Orada Doğdum Burada Büyüdüm

KLİŞE YAPIMLARDAN RAHATSIZLAR

Çekimlerde kaç kişi ile ön görüşme yaptınız ve Almanya’daki Türklerin çalışmanıza yönelik tepkileri ne oldu?

Almanya’da 12 şehirde 181 kişi ile görüştük. Elbette ki hem Almanlar ile hem de Türklerle görüştük. Hiç olumsuz bir yaklaşımla karşılaşmadık sadece Türkiye’den bakışla yapılan, klişe yapımlardan duydukları rahatsızlığı dile getiriyorlardı. “Alamancı, gurbetçi, gurbet kuşları, acı vatan, vah vah neler çektiler…” edebiyatından hoşlanmadıklarının altını kalınca çiziyorlardı. İlk kuşak gibi daha iyi bir hayat kurma çabası ile zorunluluktan değil, kendi tercihleri ile Almanya’da yaşamayı seçtiklerini belirtiyorlardı. İçlerinde fırsatları olsa ya da her şeyin daha iyi olacağına emin olsalar döneceklerini belirtenler bulunsa da, büyük çoğunluk Almanya’yı yeni bir yurt olarak bellemiş ve benimsemişti. Zaten orada doğup büyüyen üçüncü ve dördüncü nesil için Almanya ait oldukları memleketti. En önemlisi ise Almanya’nın geleceğini belirlemede rol almak, toplumda söz sahibi olmak istiyorlar ve bunu yavaş yavaş başarıyorlar da. Siyasetten sanata, iş dünyasından spora hayatın her alanında aktif ve başarılı olanların sayısı azımsanmayacak kadar çok. Görüştüğümüz Almanlar ise özellikle devlet görevlileri belgeselin yaklaşımını merak ediyorlardı ama yardımlarını esirgeyen hiç olmadı. Sadece bazı yerlerde çekim yapabilmek için izin alamadık ama yine de bir şekilde çekim yapmanın yolunu bulduk sonunda. Sokak çekimlerinde Almanlar çok hassastı. Görüntüye girmek istemeyen ve hatta gerilim yaşadığımız, kayıtlarımızı kontrol etmek isteyenler oldu. Kimseyi istemediği halde görüntüye almadık tabii ki ama kayıtlarımızı da kimseye kontrol ettirmedik.

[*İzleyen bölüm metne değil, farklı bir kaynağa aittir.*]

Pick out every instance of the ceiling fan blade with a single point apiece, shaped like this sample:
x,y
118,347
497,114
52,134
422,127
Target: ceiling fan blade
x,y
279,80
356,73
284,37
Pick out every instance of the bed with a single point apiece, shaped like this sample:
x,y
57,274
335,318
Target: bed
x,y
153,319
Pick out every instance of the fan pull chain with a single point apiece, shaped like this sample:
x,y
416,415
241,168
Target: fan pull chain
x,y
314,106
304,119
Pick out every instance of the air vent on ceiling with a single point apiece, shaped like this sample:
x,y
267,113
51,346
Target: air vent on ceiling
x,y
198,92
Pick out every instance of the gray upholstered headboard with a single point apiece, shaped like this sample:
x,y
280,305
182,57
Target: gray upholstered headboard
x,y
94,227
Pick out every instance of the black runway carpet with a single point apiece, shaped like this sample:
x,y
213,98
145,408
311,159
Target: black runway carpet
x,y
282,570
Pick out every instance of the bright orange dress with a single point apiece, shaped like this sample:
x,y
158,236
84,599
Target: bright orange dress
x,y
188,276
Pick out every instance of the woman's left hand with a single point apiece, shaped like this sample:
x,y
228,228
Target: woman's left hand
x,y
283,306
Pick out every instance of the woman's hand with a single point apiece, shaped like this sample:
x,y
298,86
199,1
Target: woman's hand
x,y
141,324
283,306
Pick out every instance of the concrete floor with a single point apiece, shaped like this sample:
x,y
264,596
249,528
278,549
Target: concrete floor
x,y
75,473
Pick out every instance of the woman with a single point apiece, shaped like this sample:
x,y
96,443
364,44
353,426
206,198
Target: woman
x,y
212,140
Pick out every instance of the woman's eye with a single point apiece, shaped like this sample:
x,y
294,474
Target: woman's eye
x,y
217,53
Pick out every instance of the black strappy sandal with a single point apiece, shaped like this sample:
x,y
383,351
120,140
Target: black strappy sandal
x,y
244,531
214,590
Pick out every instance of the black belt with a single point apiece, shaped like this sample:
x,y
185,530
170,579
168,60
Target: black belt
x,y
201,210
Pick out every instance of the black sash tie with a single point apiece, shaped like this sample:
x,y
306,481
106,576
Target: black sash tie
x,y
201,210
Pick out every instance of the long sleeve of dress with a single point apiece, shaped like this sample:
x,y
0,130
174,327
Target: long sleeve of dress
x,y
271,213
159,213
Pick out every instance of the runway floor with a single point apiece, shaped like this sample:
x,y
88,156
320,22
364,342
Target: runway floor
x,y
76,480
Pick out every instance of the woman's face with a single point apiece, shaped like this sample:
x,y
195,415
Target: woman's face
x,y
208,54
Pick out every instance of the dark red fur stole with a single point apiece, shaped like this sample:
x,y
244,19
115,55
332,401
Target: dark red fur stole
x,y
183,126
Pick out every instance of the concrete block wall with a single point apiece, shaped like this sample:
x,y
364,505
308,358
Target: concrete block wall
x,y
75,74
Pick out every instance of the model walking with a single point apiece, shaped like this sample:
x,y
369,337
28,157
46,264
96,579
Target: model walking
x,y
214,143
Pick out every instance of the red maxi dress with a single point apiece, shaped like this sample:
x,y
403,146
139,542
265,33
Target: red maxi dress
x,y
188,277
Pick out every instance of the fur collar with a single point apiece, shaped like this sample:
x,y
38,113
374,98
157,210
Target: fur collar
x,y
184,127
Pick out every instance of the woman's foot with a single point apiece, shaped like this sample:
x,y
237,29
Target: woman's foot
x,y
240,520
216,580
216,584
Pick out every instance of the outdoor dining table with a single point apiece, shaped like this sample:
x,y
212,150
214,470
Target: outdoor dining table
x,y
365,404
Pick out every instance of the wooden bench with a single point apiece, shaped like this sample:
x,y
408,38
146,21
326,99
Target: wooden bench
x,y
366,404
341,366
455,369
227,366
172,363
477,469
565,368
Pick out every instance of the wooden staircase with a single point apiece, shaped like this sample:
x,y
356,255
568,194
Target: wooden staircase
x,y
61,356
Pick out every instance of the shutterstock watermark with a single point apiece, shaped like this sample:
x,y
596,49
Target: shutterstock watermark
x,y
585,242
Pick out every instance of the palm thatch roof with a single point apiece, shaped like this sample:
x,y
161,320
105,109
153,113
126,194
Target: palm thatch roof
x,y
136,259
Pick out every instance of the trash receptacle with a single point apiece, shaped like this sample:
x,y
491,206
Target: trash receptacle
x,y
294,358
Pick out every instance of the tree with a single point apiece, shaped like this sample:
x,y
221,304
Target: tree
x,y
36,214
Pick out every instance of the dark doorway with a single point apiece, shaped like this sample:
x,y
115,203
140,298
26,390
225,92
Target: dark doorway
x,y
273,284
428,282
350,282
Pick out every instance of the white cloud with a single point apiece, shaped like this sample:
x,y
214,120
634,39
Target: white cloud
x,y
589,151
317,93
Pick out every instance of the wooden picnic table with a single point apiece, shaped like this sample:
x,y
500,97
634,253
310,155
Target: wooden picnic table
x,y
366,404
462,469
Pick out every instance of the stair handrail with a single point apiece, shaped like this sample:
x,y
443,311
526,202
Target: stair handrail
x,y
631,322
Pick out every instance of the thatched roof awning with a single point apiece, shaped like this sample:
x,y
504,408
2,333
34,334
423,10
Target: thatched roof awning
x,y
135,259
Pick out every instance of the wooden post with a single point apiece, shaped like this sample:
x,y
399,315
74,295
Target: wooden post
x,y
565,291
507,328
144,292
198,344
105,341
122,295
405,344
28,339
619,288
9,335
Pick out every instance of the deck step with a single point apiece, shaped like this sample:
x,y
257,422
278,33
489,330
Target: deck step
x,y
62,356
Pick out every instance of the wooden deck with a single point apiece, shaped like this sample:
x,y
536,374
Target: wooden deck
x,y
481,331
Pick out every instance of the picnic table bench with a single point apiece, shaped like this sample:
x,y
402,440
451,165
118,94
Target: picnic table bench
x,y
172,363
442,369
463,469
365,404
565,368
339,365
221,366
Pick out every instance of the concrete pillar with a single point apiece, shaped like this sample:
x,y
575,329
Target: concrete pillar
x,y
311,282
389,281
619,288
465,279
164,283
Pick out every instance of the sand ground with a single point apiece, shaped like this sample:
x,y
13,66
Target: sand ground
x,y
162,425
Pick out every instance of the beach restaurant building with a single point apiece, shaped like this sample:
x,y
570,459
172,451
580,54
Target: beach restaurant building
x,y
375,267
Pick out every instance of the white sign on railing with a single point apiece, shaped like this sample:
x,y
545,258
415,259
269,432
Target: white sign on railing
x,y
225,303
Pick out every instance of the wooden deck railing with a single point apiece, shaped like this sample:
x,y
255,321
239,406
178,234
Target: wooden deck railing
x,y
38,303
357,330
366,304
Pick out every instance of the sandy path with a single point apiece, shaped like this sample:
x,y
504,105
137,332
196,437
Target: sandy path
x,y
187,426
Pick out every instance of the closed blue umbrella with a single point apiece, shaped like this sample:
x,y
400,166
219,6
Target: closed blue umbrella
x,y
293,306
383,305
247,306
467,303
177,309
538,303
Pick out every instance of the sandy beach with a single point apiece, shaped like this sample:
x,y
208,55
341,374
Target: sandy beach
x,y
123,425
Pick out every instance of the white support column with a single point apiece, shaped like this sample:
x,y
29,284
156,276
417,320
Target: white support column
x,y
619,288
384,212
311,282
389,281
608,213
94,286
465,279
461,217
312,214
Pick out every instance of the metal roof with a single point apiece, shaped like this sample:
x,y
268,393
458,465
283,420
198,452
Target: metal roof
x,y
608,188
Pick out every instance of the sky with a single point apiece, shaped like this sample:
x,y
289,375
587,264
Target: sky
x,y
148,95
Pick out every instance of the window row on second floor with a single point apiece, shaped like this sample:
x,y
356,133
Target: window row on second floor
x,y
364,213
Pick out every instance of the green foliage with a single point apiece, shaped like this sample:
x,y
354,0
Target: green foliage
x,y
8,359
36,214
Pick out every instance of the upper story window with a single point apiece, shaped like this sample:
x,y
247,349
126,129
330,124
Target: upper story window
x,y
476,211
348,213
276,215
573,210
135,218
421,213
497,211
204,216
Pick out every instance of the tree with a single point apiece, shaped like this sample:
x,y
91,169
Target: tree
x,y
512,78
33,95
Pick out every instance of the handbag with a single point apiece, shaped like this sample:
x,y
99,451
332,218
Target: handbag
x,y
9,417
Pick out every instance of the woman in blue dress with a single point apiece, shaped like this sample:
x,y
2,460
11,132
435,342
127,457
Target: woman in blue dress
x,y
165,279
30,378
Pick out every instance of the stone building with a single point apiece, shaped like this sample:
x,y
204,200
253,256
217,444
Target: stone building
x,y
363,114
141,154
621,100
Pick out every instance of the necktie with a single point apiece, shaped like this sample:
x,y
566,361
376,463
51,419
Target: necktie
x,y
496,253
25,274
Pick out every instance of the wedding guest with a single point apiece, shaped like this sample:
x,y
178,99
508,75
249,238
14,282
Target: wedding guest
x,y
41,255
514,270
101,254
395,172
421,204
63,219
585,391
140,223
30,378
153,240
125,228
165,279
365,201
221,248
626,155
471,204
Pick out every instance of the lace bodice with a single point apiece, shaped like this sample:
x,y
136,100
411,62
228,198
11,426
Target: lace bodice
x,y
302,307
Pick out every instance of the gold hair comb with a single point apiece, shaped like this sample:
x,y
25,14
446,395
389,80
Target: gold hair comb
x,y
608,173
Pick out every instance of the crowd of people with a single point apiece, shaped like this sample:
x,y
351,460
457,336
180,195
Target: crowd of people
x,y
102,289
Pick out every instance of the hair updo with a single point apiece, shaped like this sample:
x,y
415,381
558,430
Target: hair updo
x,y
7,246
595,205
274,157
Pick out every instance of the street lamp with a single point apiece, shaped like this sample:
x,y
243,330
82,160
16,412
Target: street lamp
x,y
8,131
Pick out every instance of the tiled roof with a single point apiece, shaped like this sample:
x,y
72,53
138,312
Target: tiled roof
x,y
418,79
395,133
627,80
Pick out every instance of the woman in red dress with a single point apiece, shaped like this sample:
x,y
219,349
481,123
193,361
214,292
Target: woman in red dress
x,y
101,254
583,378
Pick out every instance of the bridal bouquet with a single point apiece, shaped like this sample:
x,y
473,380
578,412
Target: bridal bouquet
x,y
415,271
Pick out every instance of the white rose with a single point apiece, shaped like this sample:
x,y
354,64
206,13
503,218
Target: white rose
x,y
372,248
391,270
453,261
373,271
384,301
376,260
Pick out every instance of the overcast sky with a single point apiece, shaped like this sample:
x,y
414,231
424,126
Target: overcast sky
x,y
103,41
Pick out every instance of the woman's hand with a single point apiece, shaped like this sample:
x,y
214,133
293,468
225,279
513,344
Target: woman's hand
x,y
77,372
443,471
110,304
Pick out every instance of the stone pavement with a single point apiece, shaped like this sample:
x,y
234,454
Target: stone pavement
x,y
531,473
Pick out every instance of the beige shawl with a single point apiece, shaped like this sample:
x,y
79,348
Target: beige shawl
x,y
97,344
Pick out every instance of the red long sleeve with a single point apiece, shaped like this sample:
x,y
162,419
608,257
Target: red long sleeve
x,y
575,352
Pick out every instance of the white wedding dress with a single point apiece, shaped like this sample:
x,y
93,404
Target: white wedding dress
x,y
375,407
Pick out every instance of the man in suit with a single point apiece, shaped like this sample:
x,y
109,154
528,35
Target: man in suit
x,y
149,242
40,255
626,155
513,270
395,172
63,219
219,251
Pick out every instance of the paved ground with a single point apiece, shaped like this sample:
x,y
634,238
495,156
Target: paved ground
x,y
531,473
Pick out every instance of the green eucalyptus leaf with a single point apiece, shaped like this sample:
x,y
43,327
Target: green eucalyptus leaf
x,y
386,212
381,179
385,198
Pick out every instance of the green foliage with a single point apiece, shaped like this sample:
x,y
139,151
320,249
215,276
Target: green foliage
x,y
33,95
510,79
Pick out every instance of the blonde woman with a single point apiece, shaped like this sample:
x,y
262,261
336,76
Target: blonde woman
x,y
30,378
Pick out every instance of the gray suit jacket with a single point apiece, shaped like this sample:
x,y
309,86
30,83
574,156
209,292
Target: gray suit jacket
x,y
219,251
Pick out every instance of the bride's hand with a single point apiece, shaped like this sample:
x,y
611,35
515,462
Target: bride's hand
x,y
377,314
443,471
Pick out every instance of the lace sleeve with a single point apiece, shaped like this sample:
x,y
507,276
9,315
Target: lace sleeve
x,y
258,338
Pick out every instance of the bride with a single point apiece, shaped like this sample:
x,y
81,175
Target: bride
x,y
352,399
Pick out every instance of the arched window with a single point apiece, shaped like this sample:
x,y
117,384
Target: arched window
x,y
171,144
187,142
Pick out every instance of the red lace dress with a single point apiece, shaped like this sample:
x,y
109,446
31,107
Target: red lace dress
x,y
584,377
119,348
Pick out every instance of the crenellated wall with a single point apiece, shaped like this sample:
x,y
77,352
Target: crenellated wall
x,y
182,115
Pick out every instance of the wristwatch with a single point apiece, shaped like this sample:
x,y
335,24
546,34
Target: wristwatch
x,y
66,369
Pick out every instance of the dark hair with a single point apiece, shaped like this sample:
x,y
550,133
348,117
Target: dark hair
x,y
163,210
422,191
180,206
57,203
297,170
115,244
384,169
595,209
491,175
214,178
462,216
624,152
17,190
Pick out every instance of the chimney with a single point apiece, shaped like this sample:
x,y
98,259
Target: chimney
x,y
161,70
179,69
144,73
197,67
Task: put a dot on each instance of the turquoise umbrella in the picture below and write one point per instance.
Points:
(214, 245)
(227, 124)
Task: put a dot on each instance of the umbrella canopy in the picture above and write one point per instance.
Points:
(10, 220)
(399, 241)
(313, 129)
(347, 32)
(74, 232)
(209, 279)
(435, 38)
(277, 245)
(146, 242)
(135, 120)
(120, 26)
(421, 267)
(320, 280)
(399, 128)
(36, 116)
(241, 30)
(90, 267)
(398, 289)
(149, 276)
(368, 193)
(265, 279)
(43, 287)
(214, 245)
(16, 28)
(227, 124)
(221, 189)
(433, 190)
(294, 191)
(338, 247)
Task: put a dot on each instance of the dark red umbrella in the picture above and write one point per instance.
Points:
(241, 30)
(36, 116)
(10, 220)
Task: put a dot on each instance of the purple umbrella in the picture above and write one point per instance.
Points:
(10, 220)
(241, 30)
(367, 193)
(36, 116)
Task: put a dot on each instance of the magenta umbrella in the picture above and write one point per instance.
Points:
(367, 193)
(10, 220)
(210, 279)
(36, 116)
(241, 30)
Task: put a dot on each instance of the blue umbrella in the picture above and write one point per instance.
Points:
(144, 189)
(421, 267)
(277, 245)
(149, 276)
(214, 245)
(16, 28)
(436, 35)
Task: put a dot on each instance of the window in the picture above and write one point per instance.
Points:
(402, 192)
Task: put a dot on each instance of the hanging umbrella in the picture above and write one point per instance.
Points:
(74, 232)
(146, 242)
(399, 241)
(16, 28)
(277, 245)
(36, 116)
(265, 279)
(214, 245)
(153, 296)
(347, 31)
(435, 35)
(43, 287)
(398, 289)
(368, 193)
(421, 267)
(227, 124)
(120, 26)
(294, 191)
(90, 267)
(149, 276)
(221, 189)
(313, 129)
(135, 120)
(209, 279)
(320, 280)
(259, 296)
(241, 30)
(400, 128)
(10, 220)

ÖNCE İĞNEYİ KENDİNE SONRA ÇUVALDIZI BAŞKASINA BATIRACAKSIN

Serinin yeni parçası "Orada Doğdum Burada Büyüdüm"de ne anlatıyorsunuz?

İkinci kuşak Almanyalı Kuaför Fatma Soyer’in hikâyesi üzerinden "Doğduğumuz yer mi yoksa büyüdüğümüz yer mi bizi şekillendiren, aidiyetimizi ve kimliğimizi oluşturan, kendimizi rahat hissettiğimiz, yaşamak istediğimiz yer?" sorularını düşünmeye ve düşündürtmeye çalıştık. Kuaför dükkânına Alman müşterileri de çekebilmek için iki Alman işçi çalıştıran Fatma Soyer, yemek dükkânında Türk yemekleri yapan ve Alman şirketlerine dağıtan Hüsnü Soyer, kızları Esra ve oğulları Emre ile birlikte Berlin’de yaşamaktadır. Fatma’nın babası 1960’larda Almanya’ya gelmiştir. Fatma’nın çocukluğunda yaşadığı baba hasreti bütün ailenin Almanya’ya gelmesi ile bitmiştir ancak bu kez de başka hasretler, mücadeleler başlamıştır. Bu bir başarı öyküsü. Onların entegrasyon kavramına bakışı ise şu: Önce iğneyi kendine sonra çuvaldızı başkasına batıracaksın.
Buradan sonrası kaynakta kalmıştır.